Single by Miho Nakayama with Mayo

from the album Treasury
- Language: Japanese
- English title: A Present for the Future
- B-side: "Darlin'"
- Released: November 1, 1996
- Recorded: 1996
- Genre: J-pop
- Length: 4:27
- Label: King Records
- Composer: Mayo Okamoto
- Lyricists: Mayo Okamoto; Miho Nakayama;

Miho Nakayama singles chronology
| "True Romance" (1996) | "Mirai e no Present" (1996) | "March Color" (1997) |

Mayo Okamoto singles chronology
| "Forever" (1996) | "Mirai e no Present" (1996) | "Alone" (1996) |

= Mirai e no Present =

1996 single by Miho Nakayama and Mayo Okamoto

"Mirai e no Present" (未来へのプレゼント, Mirai e no Purezento) is the 35th single by Japanese entertainer Miho Nakayama and a collaboration with Mayo Okamoto (as "Mayo"). Written by Okamoto and Nakayama, the single was released on November 1, 1996, by King Records.

==Background and release==
"Mirai e no Present" was Nakayama's second collaboration single since "Sekaijū no Dare Yori Kitto" in 1992. Co-writer Okamoto performed backing vocals on the song; she later on self-covered the song as "Will... (Mirai e no Present)" on her 1997 album Smile.

The song was used as the theme song of the Fuji TV drama series Oishī Kankei (おいしい関係), which also starred Nakayama. The B-side, "Darlin", was used by Astel Tokyo on a commercial that also featured Nakayama.

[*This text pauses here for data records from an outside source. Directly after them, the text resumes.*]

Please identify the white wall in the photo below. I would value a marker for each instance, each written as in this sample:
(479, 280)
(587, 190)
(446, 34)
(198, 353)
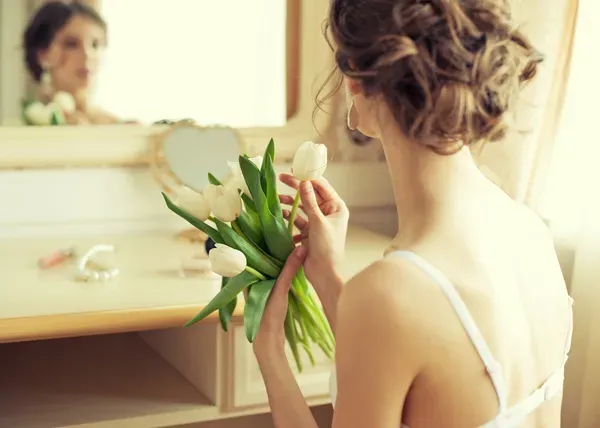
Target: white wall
(119, 200)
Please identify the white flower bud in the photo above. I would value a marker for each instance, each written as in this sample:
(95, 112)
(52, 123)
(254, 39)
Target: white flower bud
(64, 101)
(226, 261)
(310, 161)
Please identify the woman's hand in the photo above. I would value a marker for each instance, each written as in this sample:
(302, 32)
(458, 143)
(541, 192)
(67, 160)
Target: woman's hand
(271, 335)
(323, 233)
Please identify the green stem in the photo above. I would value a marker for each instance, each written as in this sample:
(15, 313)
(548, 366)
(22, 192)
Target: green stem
(239, 230)
(255, 273)
(293, 212)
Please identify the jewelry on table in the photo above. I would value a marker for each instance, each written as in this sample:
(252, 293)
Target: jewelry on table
(89, 269)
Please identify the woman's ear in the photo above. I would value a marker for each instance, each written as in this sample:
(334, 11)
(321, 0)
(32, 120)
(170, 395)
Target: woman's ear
(354, 86)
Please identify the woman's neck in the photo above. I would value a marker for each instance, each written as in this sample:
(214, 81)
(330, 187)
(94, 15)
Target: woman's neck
(426, 186)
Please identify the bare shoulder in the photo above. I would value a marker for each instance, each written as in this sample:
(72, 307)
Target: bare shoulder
(388, 297)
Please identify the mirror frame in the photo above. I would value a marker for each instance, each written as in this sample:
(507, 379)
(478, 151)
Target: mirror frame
(30, 147)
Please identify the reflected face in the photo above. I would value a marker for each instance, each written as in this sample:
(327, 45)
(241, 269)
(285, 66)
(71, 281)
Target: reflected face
(73, 58)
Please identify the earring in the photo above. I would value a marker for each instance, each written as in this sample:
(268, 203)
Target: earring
(352, 118)
(46, 81)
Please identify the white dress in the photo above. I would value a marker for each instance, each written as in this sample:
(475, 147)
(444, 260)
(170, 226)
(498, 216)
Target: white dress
(508, 417)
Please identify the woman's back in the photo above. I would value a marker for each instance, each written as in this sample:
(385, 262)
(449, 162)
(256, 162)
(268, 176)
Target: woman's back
(500, 259)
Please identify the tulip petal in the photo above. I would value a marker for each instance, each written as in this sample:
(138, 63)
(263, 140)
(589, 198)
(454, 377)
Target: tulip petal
(232, 288)
(255, 257)
(197, 223)
(258, 294)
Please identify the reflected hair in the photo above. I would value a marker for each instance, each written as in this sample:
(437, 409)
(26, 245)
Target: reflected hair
(449, 70)
(49, 19)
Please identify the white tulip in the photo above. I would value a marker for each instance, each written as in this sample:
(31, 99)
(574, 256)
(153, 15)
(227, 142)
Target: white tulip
(225, 202)
(237, 177)
(38, 114)
(226, 261)
(64, 101)
(194, 203)
(310, 161)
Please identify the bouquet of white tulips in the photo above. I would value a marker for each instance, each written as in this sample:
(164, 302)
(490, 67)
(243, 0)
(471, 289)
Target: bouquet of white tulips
(252, 243)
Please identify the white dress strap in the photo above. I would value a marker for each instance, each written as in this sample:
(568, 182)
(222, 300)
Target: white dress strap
(492, 365)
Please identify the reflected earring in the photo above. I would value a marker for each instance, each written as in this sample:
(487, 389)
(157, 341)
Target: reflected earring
(46, 81)
(352, 118)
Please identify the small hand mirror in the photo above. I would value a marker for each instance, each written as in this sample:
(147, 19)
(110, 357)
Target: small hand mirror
(187, 153)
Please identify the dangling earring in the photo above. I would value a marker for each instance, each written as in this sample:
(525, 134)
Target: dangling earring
(352, 117)
(46, 81)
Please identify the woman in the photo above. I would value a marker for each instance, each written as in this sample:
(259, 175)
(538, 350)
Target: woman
(466, 320)
(64, 43)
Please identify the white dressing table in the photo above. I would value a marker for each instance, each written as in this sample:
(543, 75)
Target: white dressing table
(77, 354)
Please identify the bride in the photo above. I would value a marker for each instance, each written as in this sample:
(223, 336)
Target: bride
(466, 321)
(64, 44)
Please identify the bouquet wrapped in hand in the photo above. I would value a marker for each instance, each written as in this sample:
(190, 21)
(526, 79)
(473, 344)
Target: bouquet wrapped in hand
(243, 216)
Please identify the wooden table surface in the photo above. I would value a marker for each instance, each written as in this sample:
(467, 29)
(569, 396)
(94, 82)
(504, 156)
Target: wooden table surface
(149, 293)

"Mirai e no Present" peaked at No. 6 on Oricon's weekly singles chart, becoming her last career top-10 single. It sold over 409,000 copies and was Nakayama's last single to be certified Platinum by the RIAJ.

==Track listing==

8cm CD single
| No. | Title | Lyrics | Music | Arrangement | Length |
|---|---|---|---|---|---|
| 1. | "Mirai e no Present" (Mirai e no Purezento (未来へのプレゼント; "A Present for the Future")) | Mayo Okamoto; Miho Nakayama; | Okamoto | Tomoji Sogawa | 4:27 |
| 2. | "Darlin'" | Nakayama | Chika Ueda | Etsuko Yamakawa | 3:57 |
| 3. | "Mirai e no Present" (Original Karaoke) |  |  |  | 4:27 |
| 4. | "Darlin'" (Original Karaoke) |  |  |  | 3:55 |

==Charts==

| Chart (1996) | Peak position |
|---|---|
| Oricon Weekly Singles Chart | 6 |

== Certification ==

| Region | Certification | Certified units/sales |
| Japan (RIAJ) | Platinum | 400,000^{^} |
^{^} Shipments figures based on certification alone.